Based in Jesus’ teachings and example of love, compassion, and righteousness, the Christian call to “seek justice” beckons believers to be agents of change – a message that resonates with profound significance in a deeply unjust world. In the pursuit of justice, where do the paths of law and religion converge, and where do they differ? John Inazu, a professor at Washington University, suggests that the law should be seen as a means by which to understand, empathize, and resolve differences in the present day while we await the coming time of complete justice and restoration.
In this podcast episode, Curtis and John discuss what it means to engage in this mission, and offer practical insights and stories that explore the potential for both legal frameworks and Christian principles to foster more empathetic dialogue in a world teeming with diverse and often opposing perspectives.
This excerpt has been edited for length and clarity.

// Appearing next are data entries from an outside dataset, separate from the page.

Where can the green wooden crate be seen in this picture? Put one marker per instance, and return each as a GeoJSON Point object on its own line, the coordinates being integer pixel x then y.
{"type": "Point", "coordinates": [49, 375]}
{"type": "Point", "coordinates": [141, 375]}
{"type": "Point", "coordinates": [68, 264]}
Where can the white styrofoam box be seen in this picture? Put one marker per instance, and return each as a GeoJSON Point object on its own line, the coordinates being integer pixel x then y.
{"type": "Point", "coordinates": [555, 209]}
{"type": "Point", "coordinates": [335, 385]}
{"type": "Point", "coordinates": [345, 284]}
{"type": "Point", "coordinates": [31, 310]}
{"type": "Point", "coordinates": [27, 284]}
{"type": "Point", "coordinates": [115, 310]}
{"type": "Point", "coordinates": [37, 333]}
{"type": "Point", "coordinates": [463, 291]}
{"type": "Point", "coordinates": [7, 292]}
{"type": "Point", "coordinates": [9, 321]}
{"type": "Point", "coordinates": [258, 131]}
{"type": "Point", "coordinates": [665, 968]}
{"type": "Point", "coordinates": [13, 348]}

John Inazu: I think what the law teaches us is how, in the world in which we live, not everything’s going to be wrapped up in a tidy bow. That we enter this messy world of differences over laws and policies and lots of other things. And intuitively as human beings, we want wrongs to be righted. We want injustices to be made just. And the reality of a fallen world is that’s never going to happen in a perfect sense. The best we have is proximate justice and proximate fairness.
So as Christians we can say, there is a time coming that is justice and is truth. But in the long stretch between now and then, the imperfect attempts at justice that we make are going to be met with frustration and mess and confusion.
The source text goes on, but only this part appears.